Host Don K. Reed will open the shop for the last time on Aug. 25 in what WCBS-FM program director Joe McCoy says will be "a celebration of its 27 years on the air."
Reed's program is the last on New York commercial radio to feature the music that in the '50s was a foundation of fledgling rock 'n' roll radio: songs like "Why Do Fools Fall in Love," "Earth Angel," "Sixteen Candles," "Smoke Gets in Your Eyes" and "Sincerely," sung by vocal groups like the Teenagers, Moonglows, Flamingos, Crests, Chantels and Capris.
"This music deserves a celebration," says McCoy, a personal fan. "It's been a big part of this radio station."
WCBS-FM has already, over the last few years, been removing some '50s music and adding '70s and '80s hits. The goal is to attract new listeners who grew up with more recent oldies and thus avoid the fate of, say, popular standards WNEW-AM, whose listeners were extremely loyal but declining in numbers and increasingly less desireable to advertisers.
Any musical change always frustrates some fans who have listened to a station for years. But commercial radio is a business, and WCBS-FM, while still a top-five station, has seen a bit of ratings erosion it would like to stem by making new regulars of those younger listeners.
"People who like doo-wop really like it, but people who don't, turn it off," says McCoy. "This makes the sound of our station consistent, so all our listeners can tune us in at any time."
He says WCBS-FM will continue to sprinkle "doo-wop songs everyone knows and likes," like "Book of Love," "Come Go With Me" or "Since I Don't Have You," into regular programming.

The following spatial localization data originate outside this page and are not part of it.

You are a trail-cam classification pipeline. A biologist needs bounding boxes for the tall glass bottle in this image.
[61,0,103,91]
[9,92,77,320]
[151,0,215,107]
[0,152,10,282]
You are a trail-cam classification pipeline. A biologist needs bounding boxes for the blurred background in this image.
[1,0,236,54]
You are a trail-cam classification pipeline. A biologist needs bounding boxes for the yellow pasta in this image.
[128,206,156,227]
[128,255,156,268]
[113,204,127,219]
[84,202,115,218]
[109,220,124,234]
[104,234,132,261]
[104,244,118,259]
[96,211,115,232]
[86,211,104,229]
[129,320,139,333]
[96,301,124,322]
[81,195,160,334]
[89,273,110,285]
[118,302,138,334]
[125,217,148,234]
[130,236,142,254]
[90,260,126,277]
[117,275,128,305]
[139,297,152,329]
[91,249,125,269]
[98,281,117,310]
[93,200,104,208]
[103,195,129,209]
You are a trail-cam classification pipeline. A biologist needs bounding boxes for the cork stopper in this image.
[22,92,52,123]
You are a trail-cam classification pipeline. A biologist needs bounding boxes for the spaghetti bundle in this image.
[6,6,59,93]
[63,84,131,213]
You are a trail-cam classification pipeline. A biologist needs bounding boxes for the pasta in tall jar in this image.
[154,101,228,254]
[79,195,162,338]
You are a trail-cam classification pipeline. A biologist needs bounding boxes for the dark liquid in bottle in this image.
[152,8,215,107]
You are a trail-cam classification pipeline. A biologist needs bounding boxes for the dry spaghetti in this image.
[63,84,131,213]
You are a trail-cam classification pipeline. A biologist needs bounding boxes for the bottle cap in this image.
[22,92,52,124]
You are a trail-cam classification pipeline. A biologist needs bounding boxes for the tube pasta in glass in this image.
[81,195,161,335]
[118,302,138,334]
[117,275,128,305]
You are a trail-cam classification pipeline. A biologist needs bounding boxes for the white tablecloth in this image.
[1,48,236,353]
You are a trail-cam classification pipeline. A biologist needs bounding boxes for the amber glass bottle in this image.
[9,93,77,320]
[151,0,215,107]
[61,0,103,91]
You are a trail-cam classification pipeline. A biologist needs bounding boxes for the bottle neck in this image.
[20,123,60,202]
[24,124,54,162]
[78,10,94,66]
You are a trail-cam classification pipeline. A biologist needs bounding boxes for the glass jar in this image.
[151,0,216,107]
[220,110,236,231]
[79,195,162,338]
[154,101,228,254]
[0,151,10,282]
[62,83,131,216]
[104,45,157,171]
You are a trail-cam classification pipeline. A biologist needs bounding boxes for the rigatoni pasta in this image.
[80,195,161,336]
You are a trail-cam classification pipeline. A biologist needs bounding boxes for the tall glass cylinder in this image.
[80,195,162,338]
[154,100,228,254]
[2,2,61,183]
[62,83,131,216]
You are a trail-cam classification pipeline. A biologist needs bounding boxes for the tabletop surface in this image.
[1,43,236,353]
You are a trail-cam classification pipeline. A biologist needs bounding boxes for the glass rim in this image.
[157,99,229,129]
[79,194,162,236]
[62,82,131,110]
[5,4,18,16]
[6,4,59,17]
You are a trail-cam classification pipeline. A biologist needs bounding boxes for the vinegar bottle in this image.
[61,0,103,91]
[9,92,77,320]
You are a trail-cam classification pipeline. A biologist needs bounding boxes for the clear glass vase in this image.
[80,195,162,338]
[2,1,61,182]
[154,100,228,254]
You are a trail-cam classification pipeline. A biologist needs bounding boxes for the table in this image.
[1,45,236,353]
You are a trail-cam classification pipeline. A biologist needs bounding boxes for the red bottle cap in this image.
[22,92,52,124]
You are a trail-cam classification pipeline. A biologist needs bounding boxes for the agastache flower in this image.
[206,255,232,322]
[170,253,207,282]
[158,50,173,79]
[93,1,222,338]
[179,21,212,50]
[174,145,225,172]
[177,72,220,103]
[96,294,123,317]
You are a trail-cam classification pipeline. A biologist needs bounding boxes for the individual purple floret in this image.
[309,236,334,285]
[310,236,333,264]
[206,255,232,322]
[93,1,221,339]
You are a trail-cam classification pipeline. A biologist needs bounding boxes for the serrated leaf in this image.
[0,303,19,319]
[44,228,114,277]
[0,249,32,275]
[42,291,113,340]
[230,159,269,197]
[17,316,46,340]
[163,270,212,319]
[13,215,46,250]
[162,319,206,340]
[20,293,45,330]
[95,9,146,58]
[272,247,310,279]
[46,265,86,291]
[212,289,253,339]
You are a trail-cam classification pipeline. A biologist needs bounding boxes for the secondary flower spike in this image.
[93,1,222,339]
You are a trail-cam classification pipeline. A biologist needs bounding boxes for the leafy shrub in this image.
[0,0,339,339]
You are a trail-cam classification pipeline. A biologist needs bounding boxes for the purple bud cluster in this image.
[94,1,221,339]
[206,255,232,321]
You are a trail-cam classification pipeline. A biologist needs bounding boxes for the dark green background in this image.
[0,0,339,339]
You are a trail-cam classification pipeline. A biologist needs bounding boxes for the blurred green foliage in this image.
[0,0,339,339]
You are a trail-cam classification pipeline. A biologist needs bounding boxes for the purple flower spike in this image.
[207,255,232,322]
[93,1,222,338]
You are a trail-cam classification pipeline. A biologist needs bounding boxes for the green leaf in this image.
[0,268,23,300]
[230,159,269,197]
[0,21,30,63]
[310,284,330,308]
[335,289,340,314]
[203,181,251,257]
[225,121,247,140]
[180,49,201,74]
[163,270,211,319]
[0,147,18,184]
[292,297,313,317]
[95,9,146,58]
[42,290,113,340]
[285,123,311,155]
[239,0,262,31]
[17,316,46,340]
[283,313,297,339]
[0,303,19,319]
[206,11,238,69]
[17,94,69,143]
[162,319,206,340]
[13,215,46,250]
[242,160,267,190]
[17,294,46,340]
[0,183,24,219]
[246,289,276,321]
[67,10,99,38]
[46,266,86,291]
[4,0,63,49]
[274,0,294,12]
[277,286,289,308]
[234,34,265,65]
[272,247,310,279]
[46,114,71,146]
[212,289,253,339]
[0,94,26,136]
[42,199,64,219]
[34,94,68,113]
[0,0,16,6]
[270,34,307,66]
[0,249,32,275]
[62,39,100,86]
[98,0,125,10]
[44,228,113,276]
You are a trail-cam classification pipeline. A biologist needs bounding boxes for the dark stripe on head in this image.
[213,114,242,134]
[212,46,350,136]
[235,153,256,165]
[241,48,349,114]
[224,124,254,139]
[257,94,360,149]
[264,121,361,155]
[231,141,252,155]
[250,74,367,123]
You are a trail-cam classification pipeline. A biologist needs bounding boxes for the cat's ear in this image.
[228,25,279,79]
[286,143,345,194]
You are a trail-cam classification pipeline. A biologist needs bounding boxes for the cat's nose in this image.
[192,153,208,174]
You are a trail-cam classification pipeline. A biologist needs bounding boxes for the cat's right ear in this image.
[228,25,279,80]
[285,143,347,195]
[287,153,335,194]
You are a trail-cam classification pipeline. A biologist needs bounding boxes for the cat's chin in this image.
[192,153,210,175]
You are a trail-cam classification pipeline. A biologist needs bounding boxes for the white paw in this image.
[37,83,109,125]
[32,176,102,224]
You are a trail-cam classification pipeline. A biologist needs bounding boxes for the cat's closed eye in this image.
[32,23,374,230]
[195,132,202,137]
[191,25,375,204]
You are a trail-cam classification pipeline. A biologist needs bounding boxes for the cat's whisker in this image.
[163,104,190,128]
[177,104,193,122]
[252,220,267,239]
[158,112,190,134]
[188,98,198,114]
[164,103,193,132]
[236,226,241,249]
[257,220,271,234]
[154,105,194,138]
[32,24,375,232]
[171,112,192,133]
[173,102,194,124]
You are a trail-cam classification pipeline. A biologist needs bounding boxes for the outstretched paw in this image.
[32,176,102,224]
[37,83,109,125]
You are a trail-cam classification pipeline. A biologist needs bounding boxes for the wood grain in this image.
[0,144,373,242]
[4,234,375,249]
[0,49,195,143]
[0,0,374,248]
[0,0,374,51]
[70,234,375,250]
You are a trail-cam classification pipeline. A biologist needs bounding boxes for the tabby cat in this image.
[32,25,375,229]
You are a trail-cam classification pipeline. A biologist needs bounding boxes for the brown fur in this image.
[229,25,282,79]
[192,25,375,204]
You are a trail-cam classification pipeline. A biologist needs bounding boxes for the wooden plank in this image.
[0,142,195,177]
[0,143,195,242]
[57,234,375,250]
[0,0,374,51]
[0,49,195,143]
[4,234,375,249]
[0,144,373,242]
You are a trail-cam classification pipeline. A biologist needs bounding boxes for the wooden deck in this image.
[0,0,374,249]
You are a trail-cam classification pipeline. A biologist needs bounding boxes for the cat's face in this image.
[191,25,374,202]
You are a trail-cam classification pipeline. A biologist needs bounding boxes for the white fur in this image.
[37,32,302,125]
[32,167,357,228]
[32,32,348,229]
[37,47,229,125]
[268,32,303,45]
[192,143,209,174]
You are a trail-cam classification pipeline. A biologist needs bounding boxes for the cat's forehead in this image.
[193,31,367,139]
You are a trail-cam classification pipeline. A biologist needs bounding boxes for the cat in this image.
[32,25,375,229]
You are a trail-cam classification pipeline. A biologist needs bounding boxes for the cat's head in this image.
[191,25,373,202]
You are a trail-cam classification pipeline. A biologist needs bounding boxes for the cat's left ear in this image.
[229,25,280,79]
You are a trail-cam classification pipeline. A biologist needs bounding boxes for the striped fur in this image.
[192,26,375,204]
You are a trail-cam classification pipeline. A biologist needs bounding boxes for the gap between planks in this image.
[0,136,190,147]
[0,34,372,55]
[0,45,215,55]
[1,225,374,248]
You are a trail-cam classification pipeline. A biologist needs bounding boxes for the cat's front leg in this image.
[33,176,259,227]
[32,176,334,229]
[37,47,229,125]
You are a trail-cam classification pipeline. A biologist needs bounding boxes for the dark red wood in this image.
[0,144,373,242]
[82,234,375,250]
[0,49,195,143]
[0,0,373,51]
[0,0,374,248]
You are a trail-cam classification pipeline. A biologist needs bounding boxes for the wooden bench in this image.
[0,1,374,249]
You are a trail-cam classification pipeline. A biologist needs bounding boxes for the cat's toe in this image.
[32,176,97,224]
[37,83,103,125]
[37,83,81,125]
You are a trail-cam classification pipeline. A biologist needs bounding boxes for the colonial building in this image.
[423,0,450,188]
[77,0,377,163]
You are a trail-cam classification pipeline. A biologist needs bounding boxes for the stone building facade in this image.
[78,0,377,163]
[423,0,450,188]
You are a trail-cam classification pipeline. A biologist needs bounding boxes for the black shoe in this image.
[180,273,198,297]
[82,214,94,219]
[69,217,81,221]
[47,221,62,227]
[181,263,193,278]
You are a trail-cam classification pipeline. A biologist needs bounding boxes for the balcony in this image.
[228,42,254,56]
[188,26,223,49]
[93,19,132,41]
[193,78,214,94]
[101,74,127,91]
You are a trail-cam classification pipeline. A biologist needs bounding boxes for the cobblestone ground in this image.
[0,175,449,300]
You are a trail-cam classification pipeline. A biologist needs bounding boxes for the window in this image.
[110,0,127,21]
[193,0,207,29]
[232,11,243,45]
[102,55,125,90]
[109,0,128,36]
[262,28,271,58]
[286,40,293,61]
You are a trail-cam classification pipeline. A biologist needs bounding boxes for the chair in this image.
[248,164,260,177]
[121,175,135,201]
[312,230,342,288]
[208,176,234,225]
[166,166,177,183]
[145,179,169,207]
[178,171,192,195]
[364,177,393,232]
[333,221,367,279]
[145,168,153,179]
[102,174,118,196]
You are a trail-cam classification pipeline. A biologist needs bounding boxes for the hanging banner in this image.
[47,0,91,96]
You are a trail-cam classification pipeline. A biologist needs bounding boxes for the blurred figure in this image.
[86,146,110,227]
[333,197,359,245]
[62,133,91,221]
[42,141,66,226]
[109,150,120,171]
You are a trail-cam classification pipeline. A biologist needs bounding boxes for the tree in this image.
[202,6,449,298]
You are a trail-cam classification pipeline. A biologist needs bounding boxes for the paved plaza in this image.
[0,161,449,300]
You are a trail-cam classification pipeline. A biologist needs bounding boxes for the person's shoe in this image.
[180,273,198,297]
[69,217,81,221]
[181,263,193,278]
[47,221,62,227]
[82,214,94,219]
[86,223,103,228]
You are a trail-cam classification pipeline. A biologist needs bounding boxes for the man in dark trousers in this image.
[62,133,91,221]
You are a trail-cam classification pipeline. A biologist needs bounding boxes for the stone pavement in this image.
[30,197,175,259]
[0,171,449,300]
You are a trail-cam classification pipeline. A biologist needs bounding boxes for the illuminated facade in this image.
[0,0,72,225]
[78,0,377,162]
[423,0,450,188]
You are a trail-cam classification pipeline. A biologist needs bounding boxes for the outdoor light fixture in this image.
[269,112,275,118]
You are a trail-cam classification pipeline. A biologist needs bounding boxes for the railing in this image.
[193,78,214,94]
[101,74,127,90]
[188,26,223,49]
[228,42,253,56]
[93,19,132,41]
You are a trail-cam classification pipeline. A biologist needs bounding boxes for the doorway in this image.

Infinity Broadcasting, which owns WCBS-FM, has taken most '50s music off its oldies stations in several cities - though a doo-wop show in Philadelphia was reinstated after protests.
McCoy says Reed hasn't decided whether to keep doing Sunday nights after the "Doo-Wop Shop" ends.
"We know people will miss the show," McCoy says. "But it's no longer 20 years ago. Its time had come."